In some sectors, AI bots account for a significant share of traffic. That’s not human engagement or attention – that is AI talking to AI.
Quantity, it seems, has become more valuable than quality.
A tipping point
Generative AI is here (have you heard?), and as a result we’ve reached the nadir of the ‘content is king’ age. To the untrained, or unfussy, eye GenAI is impressive. Certainly enough to sit alongside the content on most of the big social platforms.
But we’ve behaved like lemmings off a cliff with the technology. Churning GenAI content out so fast in some kind of panic, becau§se volume, and leaping to say something (anything?) is URGENT – because competitors and peers are doing it, SO WE SHOULD BE TOO.
*Deep breaths*
Since when was a reputation forged on being a lemming? How many companies ask for a rebrand so they look and sound the same as everyone else? Put simply – they don’t.
People want to stand out from the crowd and gravitate towards brands that chime with their individuality. But in a world of convenience – where we can outsource opinion and thought to a machine – we’re zombie-walking into blandness.

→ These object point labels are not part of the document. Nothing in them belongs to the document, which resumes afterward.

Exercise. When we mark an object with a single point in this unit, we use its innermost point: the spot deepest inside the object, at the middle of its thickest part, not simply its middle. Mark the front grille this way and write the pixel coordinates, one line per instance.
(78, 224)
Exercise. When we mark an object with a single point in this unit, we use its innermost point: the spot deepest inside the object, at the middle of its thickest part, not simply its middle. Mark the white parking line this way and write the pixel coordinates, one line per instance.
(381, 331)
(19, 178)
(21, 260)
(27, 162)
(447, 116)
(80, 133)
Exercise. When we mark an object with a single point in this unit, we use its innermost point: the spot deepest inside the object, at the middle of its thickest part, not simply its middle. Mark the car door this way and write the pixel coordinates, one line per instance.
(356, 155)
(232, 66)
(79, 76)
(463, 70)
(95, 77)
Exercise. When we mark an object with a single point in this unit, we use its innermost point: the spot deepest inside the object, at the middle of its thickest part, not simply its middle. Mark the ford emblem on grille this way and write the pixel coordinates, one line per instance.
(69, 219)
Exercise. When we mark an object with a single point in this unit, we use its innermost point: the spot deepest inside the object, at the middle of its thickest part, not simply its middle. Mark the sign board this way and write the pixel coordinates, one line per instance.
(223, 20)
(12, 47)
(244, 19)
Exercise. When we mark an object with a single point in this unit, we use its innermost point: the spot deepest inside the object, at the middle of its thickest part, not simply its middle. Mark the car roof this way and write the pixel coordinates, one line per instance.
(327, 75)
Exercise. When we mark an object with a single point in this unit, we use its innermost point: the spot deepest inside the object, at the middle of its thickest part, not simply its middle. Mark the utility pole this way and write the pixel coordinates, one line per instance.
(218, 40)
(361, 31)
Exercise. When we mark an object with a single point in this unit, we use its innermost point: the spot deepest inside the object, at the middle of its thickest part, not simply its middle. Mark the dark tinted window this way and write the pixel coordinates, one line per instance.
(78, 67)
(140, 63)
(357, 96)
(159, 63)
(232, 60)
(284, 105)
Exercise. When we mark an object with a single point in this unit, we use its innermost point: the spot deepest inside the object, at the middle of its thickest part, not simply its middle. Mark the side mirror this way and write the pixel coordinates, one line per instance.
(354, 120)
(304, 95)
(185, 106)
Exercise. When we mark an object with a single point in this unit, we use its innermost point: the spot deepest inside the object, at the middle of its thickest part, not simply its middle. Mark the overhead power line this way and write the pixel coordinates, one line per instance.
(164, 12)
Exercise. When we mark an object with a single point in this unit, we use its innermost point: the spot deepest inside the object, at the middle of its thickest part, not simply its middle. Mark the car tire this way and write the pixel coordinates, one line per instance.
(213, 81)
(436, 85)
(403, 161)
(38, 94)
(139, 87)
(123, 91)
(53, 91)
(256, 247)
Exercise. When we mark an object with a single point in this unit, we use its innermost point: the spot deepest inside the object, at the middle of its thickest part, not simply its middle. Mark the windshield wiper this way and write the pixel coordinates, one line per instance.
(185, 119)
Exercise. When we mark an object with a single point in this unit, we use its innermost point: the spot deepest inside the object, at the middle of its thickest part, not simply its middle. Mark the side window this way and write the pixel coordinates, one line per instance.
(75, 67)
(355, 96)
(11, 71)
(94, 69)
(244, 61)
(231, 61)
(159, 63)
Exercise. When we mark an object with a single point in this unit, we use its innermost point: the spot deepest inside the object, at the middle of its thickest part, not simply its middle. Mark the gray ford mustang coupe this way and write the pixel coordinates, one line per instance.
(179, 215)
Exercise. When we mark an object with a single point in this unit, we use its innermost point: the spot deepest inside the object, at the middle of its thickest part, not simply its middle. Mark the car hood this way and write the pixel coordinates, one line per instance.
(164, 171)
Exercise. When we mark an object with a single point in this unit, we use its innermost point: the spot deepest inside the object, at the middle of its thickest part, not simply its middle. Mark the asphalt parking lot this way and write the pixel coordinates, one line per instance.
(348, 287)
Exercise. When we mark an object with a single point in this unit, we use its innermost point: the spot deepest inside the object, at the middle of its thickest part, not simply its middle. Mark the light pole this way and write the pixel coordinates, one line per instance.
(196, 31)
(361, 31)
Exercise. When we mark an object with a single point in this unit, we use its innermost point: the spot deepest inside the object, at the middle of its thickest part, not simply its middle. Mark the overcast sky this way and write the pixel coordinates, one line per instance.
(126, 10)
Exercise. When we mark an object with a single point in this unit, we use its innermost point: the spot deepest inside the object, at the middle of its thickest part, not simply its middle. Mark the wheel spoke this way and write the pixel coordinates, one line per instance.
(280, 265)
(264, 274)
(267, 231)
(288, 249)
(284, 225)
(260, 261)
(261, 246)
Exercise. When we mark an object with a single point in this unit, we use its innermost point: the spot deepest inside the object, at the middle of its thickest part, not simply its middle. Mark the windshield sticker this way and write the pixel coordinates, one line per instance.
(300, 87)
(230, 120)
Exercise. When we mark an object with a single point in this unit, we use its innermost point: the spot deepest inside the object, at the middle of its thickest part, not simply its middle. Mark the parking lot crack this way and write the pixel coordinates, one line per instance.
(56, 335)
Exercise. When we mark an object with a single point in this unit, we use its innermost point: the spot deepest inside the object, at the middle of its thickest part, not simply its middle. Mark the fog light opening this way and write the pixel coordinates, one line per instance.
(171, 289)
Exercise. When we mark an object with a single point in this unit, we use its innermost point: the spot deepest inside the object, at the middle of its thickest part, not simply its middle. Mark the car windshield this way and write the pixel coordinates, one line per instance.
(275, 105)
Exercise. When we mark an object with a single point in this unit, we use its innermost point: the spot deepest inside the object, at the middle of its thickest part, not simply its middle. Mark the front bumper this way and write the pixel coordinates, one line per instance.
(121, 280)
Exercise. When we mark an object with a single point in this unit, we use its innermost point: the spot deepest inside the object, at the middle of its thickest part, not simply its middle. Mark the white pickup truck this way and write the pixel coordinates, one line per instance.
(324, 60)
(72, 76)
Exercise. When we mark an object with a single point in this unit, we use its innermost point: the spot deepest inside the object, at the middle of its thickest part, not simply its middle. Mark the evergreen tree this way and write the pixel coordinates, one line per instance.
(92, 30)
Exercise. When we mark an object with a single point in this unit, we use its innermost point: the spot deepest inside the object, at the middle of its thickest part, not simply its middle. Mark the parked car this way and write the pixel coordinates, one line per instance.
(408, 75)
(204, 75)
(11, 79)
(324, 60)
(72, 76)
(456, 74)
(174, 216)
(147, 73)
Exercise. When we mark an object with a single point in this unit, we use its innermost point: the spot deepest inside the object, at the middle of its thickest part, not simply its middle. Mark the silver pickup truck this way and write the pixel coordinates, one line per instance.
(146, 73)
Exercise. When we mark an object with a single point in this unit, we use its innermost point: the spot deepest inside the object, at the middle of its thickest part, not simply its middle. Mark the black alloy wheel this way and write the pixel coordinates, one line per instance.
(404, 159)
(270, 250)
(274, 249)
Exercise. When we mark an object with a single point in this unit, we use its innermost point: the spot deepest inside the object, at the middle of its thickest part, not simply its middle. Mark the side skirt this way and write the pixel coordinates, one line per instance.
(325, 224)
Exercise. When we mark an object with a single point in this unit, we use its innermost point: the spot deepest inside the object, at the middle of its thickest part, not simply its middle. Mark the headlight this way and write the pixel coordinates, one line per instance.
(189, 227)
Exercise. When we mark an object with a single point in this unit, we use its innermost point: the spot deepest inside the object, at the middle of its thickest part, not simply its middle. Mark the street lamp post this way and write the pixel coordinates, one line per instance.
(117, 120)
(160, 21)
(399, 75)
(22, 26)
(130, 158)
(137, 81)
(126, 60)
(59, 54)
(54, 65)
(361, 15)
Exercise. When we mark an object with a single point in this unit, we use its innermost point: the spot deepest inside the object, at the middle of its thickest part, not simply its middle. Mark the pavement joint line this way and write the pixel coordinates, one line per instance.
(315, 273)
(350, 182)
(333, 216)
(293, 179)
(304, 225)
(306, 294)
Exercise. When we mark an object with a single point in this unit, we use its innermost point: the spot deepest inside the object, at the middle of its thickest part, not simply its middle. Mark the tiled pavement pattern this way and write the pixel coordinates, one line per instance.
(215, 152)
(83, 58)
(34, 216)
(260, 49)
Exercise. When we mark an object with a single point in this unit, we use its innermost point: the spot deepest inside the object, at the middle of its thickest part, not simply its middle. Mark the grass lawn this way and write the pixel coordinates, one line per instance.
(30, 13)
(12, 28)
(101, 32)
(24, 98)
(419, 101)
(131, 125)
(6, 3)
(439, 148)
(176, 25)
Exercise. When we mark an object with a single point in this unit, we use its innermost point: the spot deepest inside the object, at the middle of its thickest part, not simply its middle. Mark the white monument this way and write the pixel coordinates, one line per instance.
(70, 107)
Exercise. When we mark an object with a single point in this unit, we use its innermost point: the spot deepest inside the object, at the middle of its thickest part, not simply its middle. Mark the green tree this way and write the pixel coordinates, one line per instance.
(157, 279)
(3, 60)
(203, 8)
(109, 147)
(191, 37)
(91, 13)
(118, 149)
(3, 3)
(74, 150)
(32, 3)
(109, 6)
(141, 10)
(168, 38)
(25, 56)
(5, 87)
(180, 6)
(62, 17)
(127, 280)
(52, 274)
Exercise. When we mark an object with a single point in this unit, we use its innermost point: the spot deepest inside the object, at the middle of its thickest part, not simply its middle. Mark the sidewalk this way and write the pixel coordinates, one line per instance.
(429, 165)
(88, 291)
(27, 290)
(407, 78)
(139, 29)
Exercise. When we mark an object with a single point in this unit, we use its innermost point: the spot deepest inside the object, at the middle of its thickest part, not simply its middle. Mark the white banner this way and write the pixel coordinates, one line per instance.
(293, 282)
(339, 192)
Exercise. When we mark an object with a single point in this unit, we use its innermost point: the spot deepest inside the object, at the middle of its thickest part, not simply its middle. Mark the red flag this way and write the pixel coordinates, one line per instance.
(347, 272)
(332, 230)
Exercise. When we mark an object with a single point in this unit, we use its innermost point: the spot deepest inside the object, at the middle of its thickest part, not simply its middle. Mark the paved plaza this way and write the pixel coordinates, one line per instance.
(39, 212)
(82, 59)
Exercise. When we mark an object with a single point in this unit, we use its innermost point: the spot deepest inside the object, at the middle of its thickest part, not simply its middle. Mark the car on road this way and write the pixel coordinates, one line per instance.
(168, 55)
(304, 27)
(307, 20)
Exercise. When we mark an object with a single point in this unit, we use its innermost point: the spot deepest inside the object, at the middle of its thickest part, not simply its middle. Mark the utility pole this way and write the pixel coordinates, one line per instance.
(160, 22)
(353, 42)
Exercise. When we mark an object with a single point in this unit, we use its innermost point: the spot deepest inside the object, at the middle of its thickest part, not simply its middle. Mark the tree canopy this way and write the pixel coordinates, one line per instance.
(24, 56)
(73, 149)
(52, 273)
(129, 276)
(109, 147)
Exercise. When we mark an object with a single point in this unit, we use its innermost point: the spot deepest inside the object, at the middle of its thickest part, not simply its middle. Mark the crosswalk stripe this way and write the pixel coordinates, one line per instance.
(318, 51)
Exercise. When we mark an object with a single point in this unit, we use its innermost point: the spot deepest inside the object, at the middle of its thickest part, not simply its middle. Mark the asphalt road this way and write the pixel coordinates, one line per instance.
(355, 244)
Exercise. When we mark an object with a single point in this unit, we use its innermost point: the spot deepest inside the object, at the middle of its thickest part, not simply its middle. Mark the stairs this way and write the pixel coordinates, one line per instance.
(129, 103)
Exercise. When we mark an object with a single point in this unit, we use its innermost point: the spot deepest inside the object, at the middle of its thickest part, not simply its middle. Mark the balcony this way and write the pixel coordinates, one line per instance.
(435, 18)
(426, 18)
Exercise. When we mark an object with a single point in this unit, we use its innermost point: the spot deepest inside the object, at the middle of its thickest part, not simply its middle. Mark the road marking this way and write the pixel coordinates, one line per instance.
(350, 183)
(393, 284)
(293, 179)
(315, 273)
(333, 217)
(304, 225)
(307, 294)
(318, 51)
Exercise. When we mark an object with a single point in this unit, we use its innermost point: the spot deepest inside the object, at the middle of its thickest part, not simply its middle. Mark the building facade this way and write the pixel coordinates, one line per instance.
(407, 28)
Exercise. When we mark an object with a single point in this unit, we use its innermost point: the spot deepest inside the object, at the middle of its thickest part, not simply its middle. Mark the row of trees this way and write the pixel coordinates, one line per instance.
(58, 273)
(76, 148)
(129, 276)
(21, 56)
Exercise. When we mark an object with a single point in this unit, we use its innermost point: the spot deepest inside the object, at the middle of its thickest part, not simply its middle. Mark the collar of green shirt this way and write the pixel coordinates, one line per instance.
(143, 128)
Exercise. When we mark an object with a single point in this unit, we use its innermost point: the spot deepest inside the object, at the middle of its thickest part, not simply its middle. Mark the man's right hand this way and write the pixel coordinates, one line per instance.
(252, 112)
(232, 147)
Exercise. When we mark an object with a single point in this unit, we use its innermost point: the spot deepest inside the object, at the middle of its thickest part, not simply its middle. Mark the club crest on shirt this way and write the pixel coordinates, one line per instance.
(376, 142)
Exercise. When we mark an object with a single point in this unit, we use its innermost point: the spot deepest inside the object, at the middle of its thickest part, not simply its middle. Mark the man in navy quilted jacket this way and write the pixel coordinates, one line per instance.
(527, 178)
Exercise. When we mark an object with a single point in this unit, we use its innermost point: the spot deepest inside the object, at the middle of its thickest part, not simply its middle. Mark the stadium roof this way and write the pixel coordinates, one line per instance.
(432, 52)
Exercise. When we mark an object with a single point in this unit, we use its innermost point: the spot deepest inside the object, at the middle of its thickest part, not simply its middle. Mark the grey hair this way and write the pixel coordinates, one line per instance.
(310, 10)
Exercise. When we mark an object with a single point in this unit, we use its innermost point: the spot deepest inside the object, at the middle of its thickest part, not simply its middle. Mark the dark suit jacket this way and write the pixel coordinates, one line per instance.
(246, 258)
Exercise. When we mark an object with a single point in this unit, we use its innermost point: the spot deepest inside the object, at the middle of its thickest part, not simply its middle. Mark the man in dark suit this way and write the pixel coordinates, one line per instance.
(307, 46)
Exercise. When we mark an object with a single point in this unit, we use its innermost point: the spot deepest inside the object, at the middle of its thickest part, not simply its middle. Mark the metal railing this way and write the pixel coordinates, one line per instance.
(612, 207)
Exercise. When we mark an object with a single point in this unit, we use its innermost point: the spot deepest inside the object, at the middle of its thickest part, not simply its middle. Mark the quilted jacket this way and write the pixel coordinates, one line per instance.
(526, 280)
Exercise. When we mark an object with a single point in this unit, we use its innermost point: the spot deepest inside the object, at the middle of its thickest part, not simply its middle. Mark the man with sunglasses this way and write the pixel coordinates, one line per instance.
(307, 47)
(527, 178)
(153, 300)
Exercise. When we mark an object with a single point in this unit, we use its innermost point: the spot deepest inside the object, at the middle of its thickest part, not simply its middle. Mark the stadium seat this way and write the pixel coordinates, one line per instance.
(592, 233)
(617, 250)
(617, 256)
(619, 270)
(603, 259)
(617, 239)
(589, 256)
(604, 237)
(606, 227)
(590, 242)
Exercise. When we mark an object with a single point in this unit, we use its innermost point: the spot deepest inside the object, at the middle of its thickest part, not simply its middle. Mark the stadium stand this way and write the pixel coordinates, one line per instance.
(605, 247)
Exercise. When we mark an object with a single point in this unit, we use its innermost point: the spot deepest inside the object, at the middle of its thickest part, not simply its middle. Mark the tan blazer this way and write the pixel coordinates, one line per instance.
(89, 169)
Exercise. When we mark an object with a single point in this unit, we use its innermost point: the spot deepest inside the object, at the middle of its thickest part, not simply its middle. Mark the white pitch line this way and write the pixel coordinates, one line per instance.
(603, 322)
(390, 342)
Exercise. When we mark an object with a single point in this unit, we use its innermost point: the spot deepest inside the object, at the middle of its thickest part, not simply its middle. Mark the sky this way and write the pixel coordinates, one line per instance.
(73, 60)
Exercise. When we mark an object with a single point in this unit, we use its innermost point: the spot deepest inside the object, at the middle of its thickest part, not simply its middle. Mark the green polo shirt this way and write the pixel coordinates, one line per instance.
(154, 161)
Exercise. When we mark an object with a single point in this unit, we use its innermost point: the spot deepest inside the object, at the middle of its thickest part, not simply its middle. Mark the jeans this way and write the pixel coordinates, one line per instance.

Back to that tipping point. The speed at which GenAI has seeped into our lives is now starting to elicit wariness – 55% of audiences feel uncomfortable with AI-heavy websites, and in a consumer content trust survey, only 12% trusted AI-generated marketing content compared to 45% for user-generated formats.
People are back-pedalling, realising that aside from factual inaccuracies, hallucinations and dodgy data, we’re at risk of losing our voice by delegating the task of thinking to our robot pals.
Not only that, in the world of PR we are currently fighting for space in already crowded journalist inboxes, against oodles of AI generated news. And this is a big issue.
Jane Hamilton, appointments editor at The Times, explains it best in a LinkedIn post:
“Journalists are being bombarded by low-rent, AI slop releases.
“People buy people,” she wrote. “AI content doesn’t inspire the same connection and emotions as beautifully-crafted human work – be that writing, music or a picture. There is a chance here for genuine human talent to stand out and be premium.”
Jane continues that AI writing is “the ready-meal of the writing world…
“It looks shiny and appealing on top, but crack through the surface and it’s bland and tasteless.”
Get back to what you know
And here’s where it gets interesting. The backlash that we’re in the early stages of, will, I believe, direct PR agencies back towards the fundamental strengths of the discipline; thoughtful engagement with journalists, audiences and brands – leveraging human-led storytelling as a premium service where brands invest in human communicators, rather than outsourcing to algorithms.
In time, I firmly believe we’ll see a resurgence of physical and hybrid events, as brands crave in-person interactions, real conversations, and the opportunity to get in front of real people. PR teams will help shape the narrative for these events, guide the conversations and make those vital connections between brand and audience with clear messaging and a great story, told well.
‘Authentic’ is an overused word these days, but in its true sense it’s something PR has always strived to be – and we should remember that.